To sort out your weird fixed voltages...as you increase memory multiplier the AMD AGESA code automatically changes some settings in the background, you'll find them set to "Manual" under the Settings > CBS section in bios. This is the part that controls AMDs stock boosting features. You can't change these back to Auto when over 3600mhz, itll just switch them back again when you restart, so you're forced to set your manual voltages here.

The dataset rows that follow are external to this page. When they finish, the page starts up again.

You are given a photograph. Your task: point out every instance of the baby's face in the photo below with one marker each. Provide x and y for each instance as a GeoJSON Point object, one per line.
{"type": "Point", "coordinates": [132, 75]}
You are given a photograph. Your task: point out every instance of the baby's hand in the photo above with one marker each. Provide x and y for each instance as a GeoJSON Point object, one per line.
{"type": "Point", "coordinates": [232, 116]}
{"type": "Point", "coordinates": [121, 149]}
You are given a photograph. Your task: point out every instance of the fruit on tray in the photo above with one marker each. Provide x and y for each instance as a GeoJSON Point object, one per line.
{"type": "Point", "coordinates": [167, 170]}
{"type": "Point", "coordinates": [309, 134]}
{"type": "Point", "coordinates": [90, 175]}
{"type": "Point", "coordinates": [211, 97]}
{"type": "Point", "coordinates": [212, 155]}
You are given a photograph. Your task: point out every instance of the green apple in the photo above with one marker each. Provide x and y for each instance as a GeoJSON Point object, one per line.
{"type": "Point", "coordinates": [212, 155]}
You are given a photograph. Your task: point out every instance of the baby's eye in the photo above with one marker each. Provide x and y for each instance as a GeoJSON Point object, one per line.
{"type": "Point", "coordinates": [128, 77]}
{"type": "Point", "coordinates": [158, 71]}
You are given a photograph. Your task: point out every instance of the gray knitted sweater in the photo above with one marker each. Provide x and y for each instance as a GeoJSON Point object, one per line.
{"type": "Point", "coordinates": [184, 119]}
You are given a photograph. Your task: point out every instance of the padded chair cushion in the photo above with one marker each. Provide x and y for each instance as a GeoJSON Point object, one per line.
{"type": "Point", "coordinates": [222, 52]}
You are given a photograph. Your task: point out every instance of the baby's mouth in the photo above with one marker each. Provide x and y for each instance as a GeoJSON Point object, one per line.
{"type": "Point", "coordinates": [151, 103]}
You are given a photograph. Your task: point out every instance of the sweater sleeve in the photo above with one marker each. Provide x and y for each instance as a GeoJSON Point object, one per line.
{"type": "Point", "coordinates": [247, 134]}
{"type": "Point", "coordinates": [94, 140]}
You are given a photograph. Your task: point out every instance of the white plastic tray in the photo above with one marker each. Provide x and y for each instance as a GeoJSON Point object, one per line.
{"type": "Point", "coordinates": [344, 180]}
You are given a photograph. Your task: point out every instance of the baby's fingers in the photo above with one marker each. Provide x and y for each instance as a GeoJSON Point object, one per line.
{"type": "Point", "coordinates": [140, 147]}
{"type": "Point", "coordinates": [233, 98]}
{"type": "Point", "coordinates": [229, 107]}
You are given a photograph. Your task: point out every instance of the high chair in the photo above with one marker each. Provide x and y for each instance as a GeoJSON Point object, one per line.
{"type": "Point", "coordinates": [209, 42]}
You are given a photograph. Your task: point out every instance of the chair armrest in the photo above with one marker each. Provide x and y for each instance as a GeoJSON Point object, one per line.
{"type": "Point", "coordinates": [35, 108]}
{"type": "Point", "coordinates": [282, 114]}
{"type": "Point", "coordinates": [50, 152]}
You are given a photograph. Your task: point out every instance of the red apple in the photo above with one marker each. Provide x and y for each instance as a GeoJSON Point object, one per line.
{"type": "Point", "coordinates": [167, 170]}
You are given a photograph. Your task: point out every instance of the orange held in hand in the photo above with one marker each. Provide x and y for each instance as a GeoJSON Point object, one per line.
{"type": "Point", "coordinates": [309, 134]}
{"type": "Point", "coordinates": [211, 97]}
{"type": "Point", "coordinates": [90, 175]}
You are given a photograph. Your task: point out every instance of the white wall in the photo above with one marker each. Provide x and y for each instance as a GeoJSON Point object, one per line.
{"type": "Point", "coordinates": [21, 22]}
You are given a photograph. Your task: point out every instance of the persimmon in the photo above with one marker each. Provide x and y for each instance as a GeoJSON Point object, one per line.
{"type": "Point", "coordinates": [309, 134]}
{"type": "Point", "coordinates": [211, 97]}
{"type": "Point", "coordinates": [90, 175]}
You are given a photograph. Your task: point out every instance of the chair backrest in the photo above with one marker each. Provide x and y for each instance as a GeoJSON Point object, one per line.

This is off the top of my head, but should get you pointed in the right direction. In the Tweaking menu I set the memory multiplier and subtimings, vDDR and vTT and vSOC to my values then change every other voltage in here to "Normal" (NOT Auto!!!). Now go exploring the bios settings page and youll find everything you need under the CBS and AMD overclocking menus. AMD Overclocking is supposed to be the master setting, but I set everything in CBS to match the AMD overclocking section anyway. The CBS menu is for controlling stuff while using PBO and staying within AMD spec limits so you cant go over 140A EDC for example. The AMD overclocking menu is where all the full overrides are. I'll screenshot everything in bios and post some sort of guide in the next few days (RL work permitting). This won't be feature complete by any stretch, I've been blue team for the last 15 years and I'm still learning Red stuff but i'll expand it as I go.
I do wonder if all the X570 Gigabyte boards overvolt vDDR like this. If they've taken the lazy route here maybe they have elsewhere. I did ask the question if they can update the Auto vTT algorithm to set 1/2 reported value instead of expected, but I wont find that out for another 3 to 5 days lol.
Also worth mentioning - "Last Known Good Settings" when recovering from a bad boot does not restore any setting behind an "Accept" wall but manually saved bios profiles do, so make sure you save a profile as you work and restore that profile if you get a cmos reset. Last known good is no good at all. This is the same on my MSI B450 and the Gigabyte X570, so its safe to assume this is an AMD thing in general.
Thanks for your input, looking forward for your guide.
Quote:
RAM Voltage
I had R&D look into this - actually any software reading of a voltage (even bios) can be off from the actual voltage at the cpu. It's an approximation. So we did 3 tests. What does bios say, what do the voltage points on the x570 master say, and what can we read from the cpu socket.
Set ram to 1.35 (xmp or manual, same result)
Save, exit, reboot.
Bios said 1.38
Voltage points said 1.37
Cpu socket said 1.364
So there does seem to be a 9mV "overshoot" in this test but to be frank that's really not a big issue. I get that we all want to set x and see x, dead on, no variance, just rock steady exactly what we put... But that's not really how voltage works. The number we put in bios actually goes through a large equation that also affects other voltages. It's all interdependent.
You would see the same thing with vcore. Software, voltage readout points, and testing the cpu socket will all be slightly different and rarely exactly what you typed in bios.
This is also a function of our philosophy when it comes to bios, temperatures, etc. We show you the value without any trickery. The same way we put vrm temperature probes smack in the middle. We could offset the probe a few mm and lower the temp, but what's the point? To what end? The idea behind readouts is to give you the most accurate information so you can tweak, optimize, or just check how the system is running. We are doing the same with voltage. We could set an offset to "show" 1.35v, even if the cpu is getting 1.364, but we don't. We are looking into ways to display a closer approximation of the voltage, ie 1.364 just like the cpu socket, but we won't do this through a magic hidden offset.
If you are dead set on getting as close to exact as you set you could try going 0.01 lower than you want, but even that is an approximation and will vary based on board, Psu, and cpu. The only true way to dial in an exact value would be to probe the cpu socket and test various settings until you hit the exact voltage you want.
Tl;Dr it should be fine. If you want to see a lower voltage then lower the input (~10mV) and see if its stable.
P. S. Ryzen master appears to just be reading the register (ie setting) from bios. Not what the voltage sensor says. The sensor is doing its job, but impedance affects reading vs reality.